Un día en el gimnasio

   Lo había estado pensando hacía ya unos cuantos meses. Aunque la decisión ya estaba tomada, cuando me vi por primera vez delante de aquella puerta llena de anuncios de batidos y fotos de hombres musculados no pude evitar preguntarme si realmente había hecho lo correcto.

   Entré al gimnasio con cierto aire de encogimiento. A la derecha se encontraba el mostrador donde uno de los monitores se condenaba a permanecer para atender a los clientes. En aquella ocasión no era el mismo que me informó la vez anterior —éste parecía más centrado en el ordenador que en la propia clientela—, por lo que le mostré mi tarjeta de socio para que verificara mi identidad. Tras una mirada efímera e indiferente al carné, se limitó a asentir levemente para volverse otra vez hacia la máquina en la que, presumiblemente, se encontraba trabajando. Proseguí, pues, mi tímida andadura, adentrándome en el largo pasillo de máquinas, pesas y bancos de abdominales.

   Tras una rápida ojeada a la maquinaria que ofertaba el local, me subí en una de las bicicletas estáticas para comenzar a calentar. Justo delante yacía, sobre un banco de pesas, un tipo que se dedicaba a hacer ejercicios de pecho en barra. Tras cada serie se levantaba y se acercaba al espejo para observar al detalle sus progresos. Su ajustada camisa de tirantes le permitía lucir en el hombro derecho un tatuaje tribal que quizás no destacaría tanto en un brazo menos musculado. Por sus ropas y su peinado deduje que era un tipo al que le gustaba ir a la última. Y, entre una cosa y otra, llegué a la conclusión de que la motivación de aquel personaje para asistir diariamente al gimnasio no podía ser otra que la de la evidente superficialidad en la que había decidido basar su forma de vida.

   A mi lado pedaleaba con un ritmo nada despreciable un señor que rondaría los sesenta años. En este caso su indumentaria era bien diferente: unos viejos calcetines subidos por encima del tobillo, deportivas de marca desconocida y una modesta camisa de propaganda con un logo prácticamente borrado. Dada su fuerte concentración en la tarea, exteriorizada por una mirada fija casi psicópata y algún que otro resoplido, aún siendo mi primer día podía adivinar que la actitud de aquel señor era incluso más constante que la del mozo anterior. Me dio la sensación de que, si bien no parecía un tipo que de joven dedicara muchas horas a ejercitar su cuerpo, después de viejo había sabido coger el gusto por la actividad física. Quise suponer entonces que lo que buscaba aquel individuo en aquel lugar no era otra cosa que conservar su salud por muchos años más y, quién sabe, recuperar los años perdidos.

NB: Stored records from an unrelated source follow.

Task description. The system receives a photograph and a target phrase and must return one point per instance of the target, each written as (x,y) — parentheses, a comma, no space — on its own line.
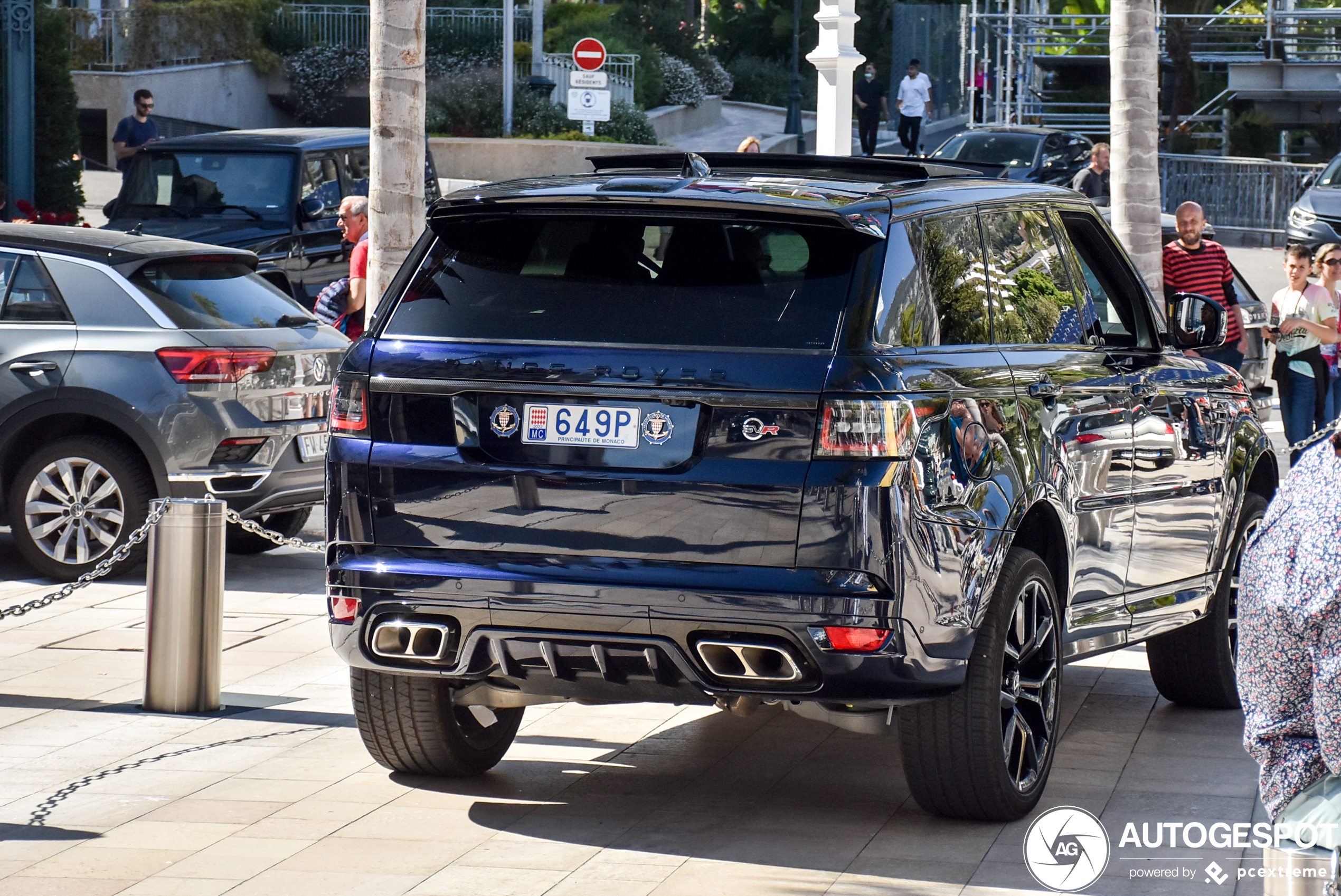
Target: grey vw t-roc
(879,442)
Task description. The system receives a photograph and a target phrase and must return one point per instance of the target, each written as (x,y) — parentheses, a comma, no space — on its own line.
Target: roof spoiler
(845,168)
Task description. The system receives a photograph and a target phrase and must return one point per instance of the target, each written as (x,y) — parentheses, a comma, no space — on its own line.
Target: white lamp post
(835,58)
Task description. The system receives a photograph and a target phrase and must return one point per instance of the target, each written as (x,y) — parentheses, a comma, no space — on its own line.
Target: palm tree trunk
(396,142)
(1136,132)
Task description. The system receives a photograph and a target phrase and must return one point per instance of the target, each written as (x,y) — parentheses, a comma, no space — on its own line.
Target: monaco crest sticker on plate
(503,420)
(657,427)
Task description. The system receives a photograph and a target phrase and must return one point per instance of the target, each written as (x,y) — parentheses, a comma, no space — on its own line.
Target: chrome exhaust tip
(399,639)
(744,661)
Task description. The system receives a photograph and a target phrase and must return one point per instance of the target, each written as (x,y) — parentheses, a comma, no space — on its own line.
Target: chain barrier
(255,528)
(136,538)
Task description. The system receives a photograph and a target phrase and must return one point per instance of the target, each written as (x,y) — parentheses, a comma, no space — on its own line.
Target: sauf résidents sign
(589,101)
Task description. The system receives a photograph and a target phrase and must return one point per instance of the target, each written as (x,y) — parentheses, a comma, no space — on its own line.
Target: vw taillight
(349,406)
(215,365)
(867,427)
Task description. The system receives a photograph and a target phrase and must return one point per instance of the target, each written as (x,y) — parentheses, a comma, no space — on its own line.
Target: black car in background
(275,192)
(853,437)
(1018,153)
(1316,216)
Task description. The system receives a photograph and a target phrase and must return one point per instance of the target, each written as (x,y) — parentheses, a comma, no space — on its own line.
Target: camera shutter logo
(1066,850)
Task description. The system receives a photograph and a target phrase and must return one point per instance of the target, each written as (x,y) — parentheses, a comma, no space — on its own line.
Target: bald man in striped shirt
(1193,264)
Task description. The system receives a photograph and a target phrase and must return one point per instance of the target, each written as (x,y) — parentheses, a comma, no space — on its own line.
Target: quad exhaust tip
(411,641)
(744,661)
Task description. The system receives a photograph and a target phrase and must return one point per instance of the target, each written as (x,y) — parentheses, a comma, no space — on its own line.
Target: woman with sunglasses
(1327,267)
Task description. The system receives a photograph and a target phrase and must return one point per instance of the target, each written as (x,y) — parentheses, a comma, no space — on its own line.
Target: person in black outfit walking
(871,102)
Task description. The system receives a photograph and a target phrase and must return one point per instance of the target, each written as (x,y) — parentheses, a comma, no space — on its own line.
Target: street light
(794,97)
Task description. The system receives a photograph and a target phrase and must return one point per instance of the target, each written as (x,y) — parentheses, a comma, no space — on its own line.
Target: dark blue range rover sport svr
(880,442)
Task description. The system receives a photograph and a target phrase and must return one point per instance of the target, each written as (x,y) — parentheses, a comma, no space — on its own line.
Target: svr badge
(657,427)
(503,421)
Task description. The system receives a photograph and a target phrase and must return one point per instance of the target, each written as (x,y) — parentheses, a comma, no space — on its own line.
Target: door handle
(34,367)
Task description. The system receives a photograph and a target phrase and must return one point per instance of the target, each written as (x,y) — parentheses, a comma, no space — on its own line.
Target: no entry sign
(589,54)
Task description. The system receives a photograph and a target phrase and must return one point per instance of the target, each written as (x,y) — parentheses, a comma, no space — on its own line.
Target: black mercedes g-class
(880,442)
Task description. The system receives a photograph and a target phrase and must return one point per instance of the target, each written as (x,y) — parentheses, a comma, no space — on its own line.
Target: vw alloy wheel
(1029,686)
(74,511)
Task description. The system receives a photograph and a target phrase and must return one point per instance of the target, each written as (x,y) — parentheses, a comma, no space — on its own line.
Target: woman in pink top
(1308,319)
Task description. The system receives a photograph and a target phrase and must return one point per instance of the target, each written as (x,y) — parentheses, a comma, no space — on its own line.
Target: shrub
(682,82)
(318,77)
(714,77)
(759,81)
(56,117)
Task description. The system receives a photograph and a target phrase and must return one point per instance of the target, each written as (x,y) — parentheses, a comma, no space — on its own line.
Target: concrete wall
(480,158)
(668,121)
(230,94)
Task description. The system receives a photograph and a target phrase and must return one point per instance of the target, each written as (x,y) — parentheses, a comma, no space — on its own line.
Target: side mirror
(1196,322)
(311,208)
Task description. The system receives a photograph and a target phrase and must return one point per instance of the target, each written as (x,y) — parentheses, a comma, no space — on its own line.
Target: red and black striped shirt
(1205,271)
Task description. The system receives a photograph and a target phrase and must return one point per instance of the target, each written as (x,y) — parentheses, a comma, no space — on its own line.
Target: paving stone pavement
(98,798)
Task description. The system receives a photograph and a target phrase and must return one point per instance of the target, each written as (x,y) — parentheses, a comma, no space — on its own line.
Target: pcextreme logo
(1066,850)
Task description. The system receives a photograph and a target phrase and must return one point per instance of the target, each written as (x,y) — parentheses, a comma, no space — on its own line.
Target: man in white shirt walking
(914,105)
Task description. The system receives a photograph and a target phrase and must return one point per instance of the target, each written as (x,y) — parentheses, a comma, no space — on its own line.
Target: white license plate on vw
(313,445)
(587,425)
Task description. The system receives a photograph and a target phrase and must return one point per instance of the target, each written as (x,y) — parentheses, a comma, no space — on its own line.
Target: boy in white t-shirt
(1308,319)
(914,105)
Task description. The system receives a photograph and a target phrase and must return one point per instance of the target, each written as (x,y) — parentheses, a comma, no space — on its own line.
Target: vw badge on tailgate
(503,420)
(657,427)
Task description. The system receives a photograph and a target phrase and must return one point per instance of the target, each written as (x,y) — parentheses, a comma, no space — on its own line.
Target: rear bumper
(592,643)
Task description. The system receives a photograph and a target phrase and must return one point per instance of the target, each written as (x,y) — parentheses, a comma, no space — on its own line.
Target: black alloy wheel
(986,750)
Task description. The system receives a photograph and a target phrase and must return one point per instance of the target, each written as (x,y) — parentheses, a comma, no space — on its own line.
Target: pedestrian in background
(872,101)
(1327,267)
(353,223)
(1193,264)
(1092,180)
(914,105)
(1308,317)
(135,132)
(981,90)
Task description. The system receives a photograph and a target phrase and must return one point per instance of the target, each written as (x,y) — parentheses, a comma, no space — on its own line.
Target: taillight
(349,406)
(851,638)
(867,427)
(344,610)
(215,365)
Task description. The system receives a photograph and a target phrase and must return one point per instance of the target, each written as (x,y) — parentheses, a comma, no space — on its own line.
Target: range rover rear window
(631,280)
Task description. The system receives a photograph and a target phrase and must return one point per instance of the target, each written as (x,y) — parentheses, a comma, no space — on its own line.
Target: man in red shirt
(1193,264)
(353,224)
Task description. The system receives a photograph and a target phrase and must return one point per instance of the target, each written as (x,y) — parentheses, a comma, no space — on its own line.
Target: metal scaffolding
(1019,42)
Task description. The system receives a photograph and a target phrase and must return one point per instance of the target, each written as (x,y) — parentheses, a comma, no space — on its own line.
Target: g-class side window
(1032,295)
(934,290)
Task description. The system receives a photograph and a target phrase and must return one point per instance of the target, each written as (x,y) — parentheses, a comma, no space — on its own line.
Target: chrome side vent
(743,661)
(411,641)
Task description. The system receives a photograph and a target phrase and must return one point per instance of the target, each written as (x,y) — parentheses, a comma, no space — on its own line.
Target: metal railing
(620,69)
(348,26)
(1237,193)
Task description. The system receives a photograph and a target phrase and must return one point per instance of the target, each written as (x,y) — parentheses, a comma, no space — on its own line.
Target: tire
(1194,666)
(287,524)
(68,533)
(985,752)
(409,725)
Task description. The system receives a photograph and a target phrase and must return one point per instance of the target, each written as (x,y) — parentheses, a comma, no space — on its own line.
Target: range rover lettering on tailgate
(879,442)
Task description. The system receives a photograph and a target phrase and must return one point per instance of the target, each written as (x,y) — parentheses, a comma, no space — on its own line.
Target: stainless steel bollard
(184,623)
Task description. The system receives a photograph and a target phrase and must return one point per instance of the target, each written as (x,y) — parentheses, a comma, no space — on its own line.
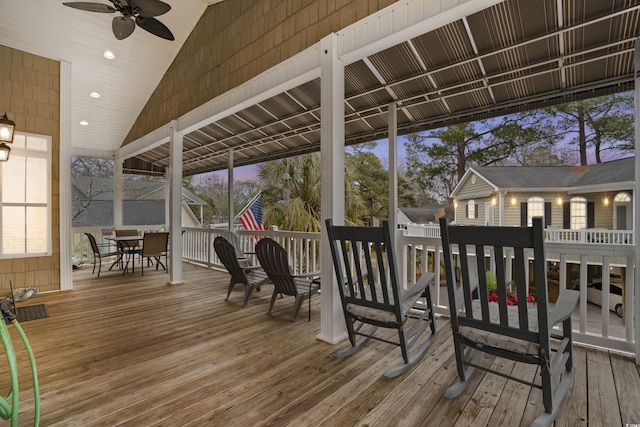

   Al fondo de la sala podía divisar un grupo de cuatro amigos que ocupaban por lo general dos máquinas para realizar sus ejercicios. Vestían unas mallas que me hicieron pensar que probablemente se tratara de atletas. Lucían unos cuerpos musculados pero menudos, fuertes pero también rápidos, llevando a cabo sus ejercicios cabalgando entre las risas de unos y la disciplina de otros. Aquellos tipos parecían estar realmente en forma. Aún sin saber exactamente qué es lo que me había movido a estar en aquel lugar, pude suponer que podrían representar un cierto parecido con el objetivo que me hubiera gustado alcanzar. Ahora bien, comparar sus esbeltas figuras con mis amplias curvas de la felicidad acabaron por robarme gran parte de la poca motivación con la que instantes antes me había presentado.

   Así permanecí, montado en mi bicicleta estática, observando la gran variedad de personajes que pululaba a mi alrededor e intentando adivinar las razones que podían llegar a motivar a cada uno de ellos; no se me ocurría ninguna otra forma de combatir el aburrimiento que aquel ejercicio comenzaba a inspirarme. Para entonces había calculado que llevaría pedaleando aproximadamente una media hora, justo el tiempo que el monitor me había recomendado para bajar los kilos que me sobraban. Poco me duró la alegría. Bajé la mirada y observé atónito cómo el display de la máquina aseguraba, por contra, que tan sólo habían pasado diez escasos minutos. Pero ya no había ningún criterio ajeno que valiera. Por mucho que dijera la dichosa máquina o la propia tabla que me confeccionaron, me convencí a mí mismo de que, en cualquiera de los casos, para ser el primer día de gimnasio había tenido más que suficiente. Y salí con mi menuda y modesta figura tan encogido como había entrado a través de aquella misma puerta, plagada de anuncios de batidos y hombres musculados, por la que apenas veinte minutos antes había entrado.